Rebecca Sheets obtained her B.S. degree in Biology from the California Institute of Technology; M.S. degree in Cellular, Viral, and Molecular Biology from the University of Utah School of Medicine, and Ph.D. in Pathology from the University of Southern California School of Medicine. During 12 years of laboratory experience, she performed research on several medically important and other viruses, including poliovirus, adenovirus, Yellow Fever Virus, and retroviruses (specifically, Murine Leukemia Viruses and Feline Leukemia Viruses). Her Ph.D. thesis examined the pathogenic mechanisms leading to feline lymphoma by Feline Leukemia Virus (FeLV), with the objective of providing a targeted approach to development of a more efficacious FeLV vaccine.

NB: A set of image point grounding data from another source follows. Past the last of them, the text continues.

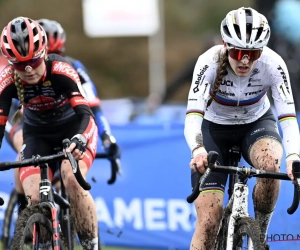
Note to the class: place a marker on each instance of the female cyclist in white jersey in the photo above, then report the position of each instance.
(228, 105)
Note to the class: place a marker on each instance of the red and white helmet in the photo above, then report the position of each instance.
(55, 34)
(245, 28)
(23, 39)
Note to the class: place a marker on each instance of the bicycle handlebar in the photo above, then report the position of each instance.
(249, 172)
(74, 164)
(115, 167)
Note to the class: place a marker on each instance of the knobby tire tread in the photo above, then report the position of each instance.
(26, 218)
(12, 202)
(248, 226)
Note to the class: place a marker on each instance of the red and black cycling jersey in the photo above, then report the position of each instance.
(52, 101)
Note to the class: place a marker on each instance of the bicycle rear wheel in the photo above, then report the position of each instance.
(13, 200)
(32, 229)
(247, 228)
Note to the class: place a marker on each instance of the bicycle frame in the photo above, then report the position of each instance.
(239, 202)
(237, 206)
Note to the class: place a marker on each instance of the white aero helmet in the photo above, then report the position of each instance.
(245, 28)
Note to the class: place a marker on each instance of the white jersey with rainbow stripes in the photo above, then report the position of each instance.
(242, 100)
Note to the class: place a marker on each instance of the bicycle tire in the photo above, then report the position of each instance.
(29, 216)
(247, 226)
(64, 233)
(221, 239)
(12, 202)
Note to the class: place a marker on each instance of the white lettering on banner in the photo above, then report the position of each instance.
(131, 213)
(179, 214)
(153, 214)
(103, 213)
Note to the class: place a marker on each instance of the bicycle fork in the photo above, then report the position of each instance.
(239, 209)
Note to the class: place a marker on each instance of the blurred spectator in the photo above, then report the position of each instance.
(284, 20)
(209, 39)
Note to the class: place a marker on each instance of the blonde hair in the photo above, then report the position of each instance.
(223, 62)
(20, 91)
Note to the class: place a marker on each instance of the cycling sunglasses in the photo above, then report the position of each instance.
(33, 63)
(238, 54)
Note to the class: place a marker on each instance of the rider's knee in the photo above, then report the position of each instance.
(266, 153)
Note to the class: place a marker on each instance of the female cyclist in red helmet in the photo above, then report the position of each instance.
(56, 38)
(54, 108)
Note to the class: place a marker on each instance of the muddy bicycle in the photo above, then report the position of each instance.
(237, 229)
(44, 222)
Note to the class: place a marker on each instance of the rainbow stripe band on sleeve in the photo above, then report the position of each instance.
(195, 112)
(286, 117)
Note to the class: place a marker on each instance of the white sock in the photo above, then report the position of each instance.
(90, 244)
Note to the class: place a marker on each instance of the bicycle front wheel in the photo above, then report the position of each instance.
(13, 200)
(32, 229)
(247, 228)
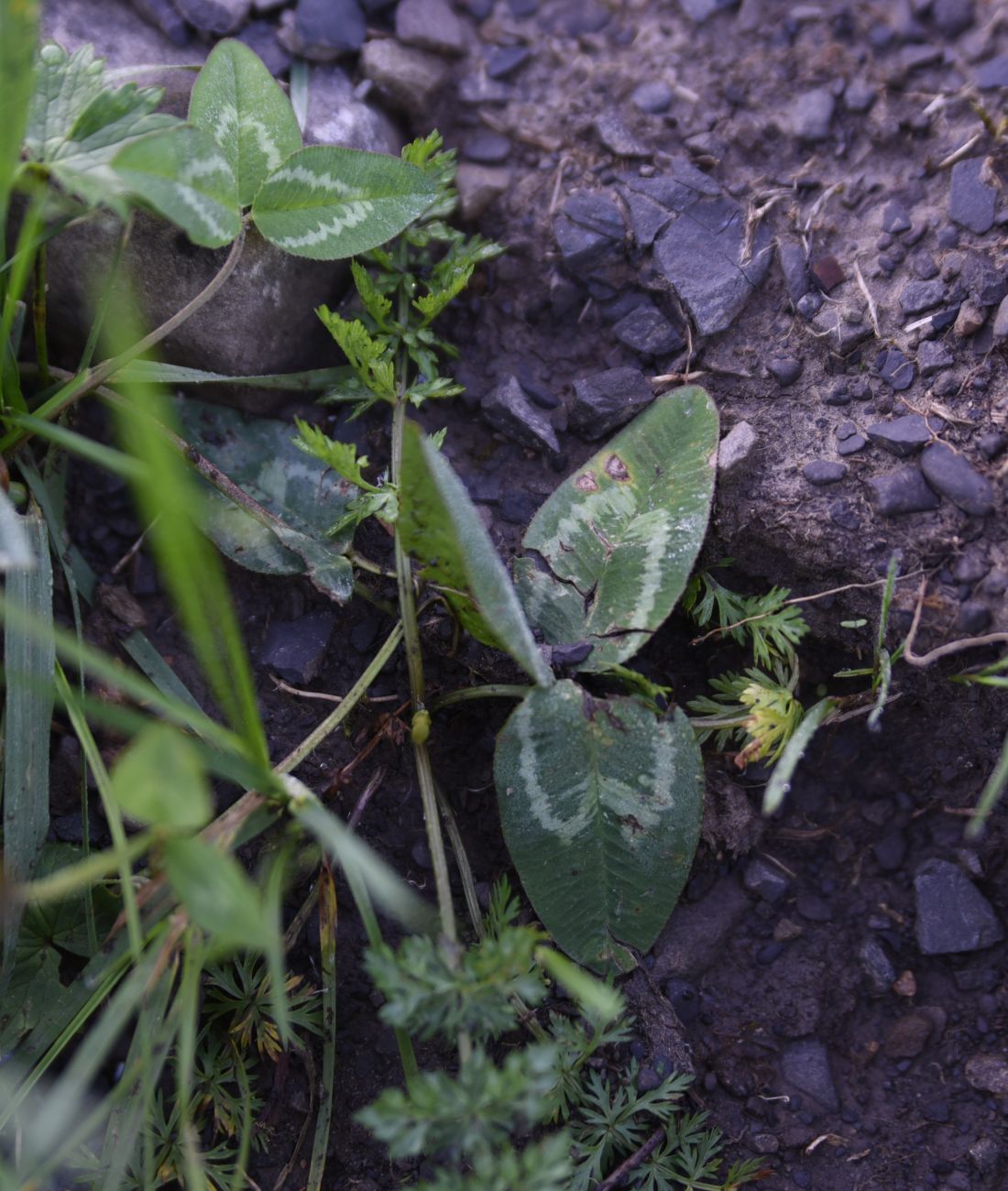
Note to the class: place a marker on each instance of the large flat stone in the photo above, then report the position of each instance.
(701, 257)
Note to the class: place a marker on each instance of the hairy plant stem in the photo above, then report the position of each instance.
(93, 377)
(411, 642)
(38, 314)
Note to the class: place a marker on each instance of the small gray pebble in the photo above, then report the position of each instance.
(821, 472)
(653, 96)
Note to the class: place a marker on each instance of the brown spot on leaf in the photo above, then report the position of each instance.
(616, 468)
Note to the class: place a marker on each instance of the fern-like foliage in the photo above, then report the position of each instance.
(773, 627)
(756, 710)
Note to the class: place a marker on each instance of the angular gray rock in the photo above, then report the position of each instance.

Prior to obtaining her Ph.D., Rebecca Sheets also worked in the pharmaceutical industry as a Clinical Research Associate. Her responsibilities were in the development, monitoring, and data auditing of clinical trials for cancer adjunct therapy with a biological cytokine.

Dr. Sheets served for 9 years as a Scientific Reviewer in the Viral Vaccines Branch of the Division of Vaccines and Related Products Applications, Office of Vaccines Research and Review, CBER/FDA. She came to FDA in 1993 and brought her technical expertise and communication, organizational, and leadership skills to this position. In 1994, to foster her commitment to public health, she became a Commissioned Officer in the U.S. Public Health Service (Scientist Category), in which she has been promoted to the rank of Commander (CDR). In 1998, she served as acting Branch Chief responsible for supervision of the review of Investigational New Drug Applications (INDs) for viral vaccines. In 2000, she served as acting Microbiology Team Leader in the Division of Anti-Viral Drug Products in the Center for Drugs (CDER)/FDA. Her review and evaluation responsibilities at CBER included the review and evaluation of INDs and Product/Biological License Applications for candidate vaccines to prevent or treat Human Immunodeficiency Virus, rotaviruses, adenoviruses, polioviruses, parainfluenza viruses, Herpes Simplex Virus Type 2, Cytomegalovirus, and influenza viruses. She also evaluated two PMAs for HIV-1 viral load test kits. In addition, she was involved in several policy working groups on HIV vaccines, HIV/AIDS immunotherapeutics, vaccine cell substrates, retrovirus testing, and the joint working group between OVRR and the Division of AIDS at NIAID for HIV vaccine development.